Texas is one of the most debtor-friendly states in the country and, not surprisingly, it also has some of the most complicated mechanic’s lien laws. The complicated nature of these laws often serves as a trap for an unwary subcontractor with a legitimate claim for payment.
Lien requirements are different for each different tier of contractor so it is extremely important to know which tier you fall in. If your contract is directly with the owner, you are a first-tier contractor; if your contract is with the general contractor, you are a second-tier contractor; if your contract is with another subcontractor; you are a third-tier contractor. In addition to different lien requirements for each different tier, the requirements are also different for residential verses commercial projects and private verses public projects. This post will discuss third-month notice requirements on private (non-government) commercial projects.
A second-tier contractor on a commercial project must file a third-month notice either prior to or simultaneously with filing a mechanic’s lien. When a subcontractor performs work on a project during a particular month, it has until the 15th day of the third month after the month in which work was performed to send a notice for that work. In other words, if work is performed in January, the contractor has until April 15 to send a notice letter for this work. These deadlines are not dependent on when or whether the subcontractor invoices for the work.
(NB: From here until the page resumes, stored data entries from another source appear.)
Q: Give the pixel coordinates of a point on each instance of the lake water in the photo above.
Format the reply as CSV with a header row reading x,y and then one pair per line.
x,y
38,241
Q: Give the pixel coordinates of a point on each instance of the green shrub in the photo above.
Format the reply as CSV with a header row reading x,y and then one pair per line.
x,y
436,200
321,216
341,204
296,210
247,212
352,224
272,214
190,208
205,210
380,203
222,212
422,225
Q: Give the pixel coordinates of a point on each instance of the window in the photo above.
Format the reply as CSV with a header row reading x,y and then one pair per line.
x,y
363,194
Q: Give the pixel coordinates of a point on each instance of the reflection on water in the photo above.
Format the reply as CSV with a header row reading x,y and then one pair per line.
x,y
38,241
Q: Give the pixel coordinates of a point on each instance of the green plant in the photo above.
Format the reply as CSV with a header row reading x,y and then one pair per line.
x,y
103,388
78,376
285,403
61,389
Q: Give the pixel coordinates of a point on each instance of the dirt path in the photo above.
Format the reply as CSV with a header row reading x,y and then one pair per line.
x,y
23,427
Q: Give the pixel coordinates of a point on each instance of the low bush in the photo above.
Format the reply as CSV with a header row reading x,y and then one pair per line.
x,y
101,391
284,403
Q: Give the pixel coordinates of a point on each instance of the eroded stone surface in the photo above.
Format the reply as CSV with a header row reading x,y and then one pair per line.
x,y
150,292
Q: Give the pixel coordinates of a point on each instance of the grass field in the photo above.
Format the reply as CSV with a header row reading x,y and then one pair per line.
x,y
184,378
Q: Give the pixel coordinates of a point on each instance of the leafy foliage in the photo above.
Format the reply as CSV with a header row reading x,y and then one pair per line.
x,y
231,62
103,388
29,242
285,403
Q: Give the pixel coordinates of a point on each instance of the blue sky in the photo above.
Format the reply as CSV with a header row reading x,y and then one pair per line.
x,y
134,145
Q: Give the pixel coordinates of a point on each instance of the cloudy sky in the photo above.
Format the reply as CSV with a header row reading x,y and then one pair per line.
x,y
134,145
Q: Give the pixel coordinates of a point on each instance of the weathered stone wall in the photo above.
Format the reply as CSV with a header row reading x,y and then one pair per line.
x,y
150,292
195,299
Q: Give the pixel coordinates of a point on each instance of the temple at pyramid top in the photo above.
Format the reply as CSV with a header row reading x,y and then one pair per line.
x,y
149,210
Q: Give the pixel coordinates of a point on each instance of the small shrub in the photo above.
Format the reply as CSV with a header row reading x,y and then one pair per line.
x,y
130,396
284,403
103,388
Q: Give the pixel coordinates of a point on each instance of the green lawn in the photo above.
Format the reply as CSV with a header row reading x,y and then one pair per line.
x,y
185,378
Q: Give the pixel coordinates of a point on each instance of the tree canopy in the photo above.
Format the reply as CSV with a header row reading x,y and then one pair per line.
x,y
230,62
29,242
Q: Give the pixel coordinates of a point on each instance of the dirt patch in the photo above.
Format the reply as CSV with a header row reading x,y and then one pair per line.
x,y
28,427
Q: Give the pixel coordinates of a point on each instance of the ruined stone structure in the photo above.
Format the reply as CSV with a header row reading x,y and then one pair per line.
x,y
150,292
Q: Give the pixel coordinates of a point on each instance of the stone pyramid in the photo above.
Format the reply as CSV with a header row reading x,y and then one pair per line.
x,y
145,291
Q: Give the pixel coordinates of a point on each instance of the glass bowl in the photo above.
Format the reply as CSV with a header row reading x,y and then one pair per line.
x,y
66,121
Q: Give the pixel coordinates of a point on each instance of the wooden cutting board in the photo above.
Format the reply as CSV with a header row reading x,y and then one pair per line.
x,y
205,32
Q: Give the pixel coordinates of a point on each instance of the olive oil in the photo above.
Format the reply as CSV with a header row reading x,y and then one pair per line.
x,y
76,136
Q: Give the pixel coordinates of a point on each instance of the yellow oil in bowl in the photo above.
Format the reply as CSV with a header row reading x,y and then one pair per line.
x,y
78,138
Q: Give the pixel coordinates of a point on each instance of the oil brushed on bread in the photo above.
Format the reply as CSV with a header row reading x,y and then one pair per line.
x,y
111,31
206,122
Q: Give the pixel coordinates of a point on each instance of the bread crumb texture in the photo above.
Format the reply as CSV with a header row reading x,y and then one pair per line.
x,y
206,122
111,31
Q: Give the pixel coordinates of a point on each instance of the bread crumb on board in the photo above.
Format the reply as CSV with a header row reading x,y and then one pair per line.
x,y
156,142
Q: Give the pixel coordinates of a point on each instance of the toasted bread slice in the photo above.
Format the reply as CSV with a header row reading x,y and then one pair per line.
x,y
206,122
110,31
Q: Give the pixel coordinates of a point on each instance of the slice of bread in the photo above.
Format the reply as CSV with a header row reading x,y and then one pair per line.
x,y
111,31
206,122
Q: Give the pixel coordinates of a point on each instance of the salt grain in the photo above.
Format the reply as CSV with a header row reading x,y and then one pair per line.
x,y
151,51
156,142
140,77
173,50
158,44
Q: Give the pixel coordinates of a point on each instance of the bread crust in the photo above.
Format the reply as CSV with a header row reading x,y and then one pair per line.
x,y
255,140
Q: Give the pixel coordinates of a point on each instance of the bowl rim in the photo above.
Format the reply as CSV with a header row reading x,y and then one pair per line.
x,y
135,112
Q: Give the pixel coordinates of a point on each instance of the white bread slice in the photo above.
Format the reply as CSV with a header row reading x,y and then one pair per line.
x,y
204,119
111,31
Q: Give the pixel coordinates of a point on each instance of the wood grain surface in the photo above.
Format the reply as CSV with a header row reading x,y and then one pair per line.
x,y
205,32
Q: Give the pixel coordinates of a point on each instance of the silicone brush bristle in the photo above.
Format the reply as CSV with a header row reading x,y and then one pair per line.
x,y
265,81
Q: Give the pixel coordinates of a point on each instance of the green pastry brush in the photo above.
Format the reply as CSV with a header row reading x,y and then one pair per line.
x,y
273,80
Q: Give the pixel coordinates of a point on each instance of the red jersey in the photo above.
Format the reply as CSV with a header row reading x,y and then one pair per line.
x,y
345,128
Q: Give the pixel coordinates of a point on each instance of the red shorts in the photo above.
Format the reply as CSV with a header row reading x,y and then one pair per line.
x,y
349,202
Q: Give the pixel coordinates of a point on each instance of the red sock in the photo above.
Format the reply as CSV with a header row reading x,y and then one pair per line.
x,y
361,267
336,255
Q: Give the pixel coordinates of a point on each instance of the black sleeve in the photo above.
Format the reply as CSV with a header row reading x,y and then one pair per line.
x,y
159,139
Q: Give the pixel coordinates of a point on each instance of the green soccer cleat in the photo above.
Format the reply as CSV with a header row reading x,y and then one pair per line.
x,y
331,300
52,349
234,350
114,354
The purpose of these notices are to put the owner on notice that a subcontractor has performed work for which it has not been paid. If the notice is sent prior to the owner releasing the pertinent month’s payment to the general contractor, the owner is then allowed withhold more than the 10% statutory retainage from the general contractor. Therefore, it is imperative for a subcontractor to promptly notice for work performed. Best practice is to notices immediately when payment is due from the general contractor and not until the last statutorily-available day.
The notices must contain statutorily-requred language, must be sent to the owner and general contractor and must be sent by certified mail. The subcontractor must also be aware of any potential payment bonds on the project. If a notice is late or does not conform to the statute, the subcontractor cannot perfect a lien the property (for amount in the defective notice), and has no recourse for non-payment aside from expensive litigation.
If you haven’t been paid on a project, the best practice is to retain an attorney to assess your claim and make sure proper notices are sent and a proper lien is filed. The amount of money you spend up front securing a lien on all monies owed to you will pay for itself many times over in the long run.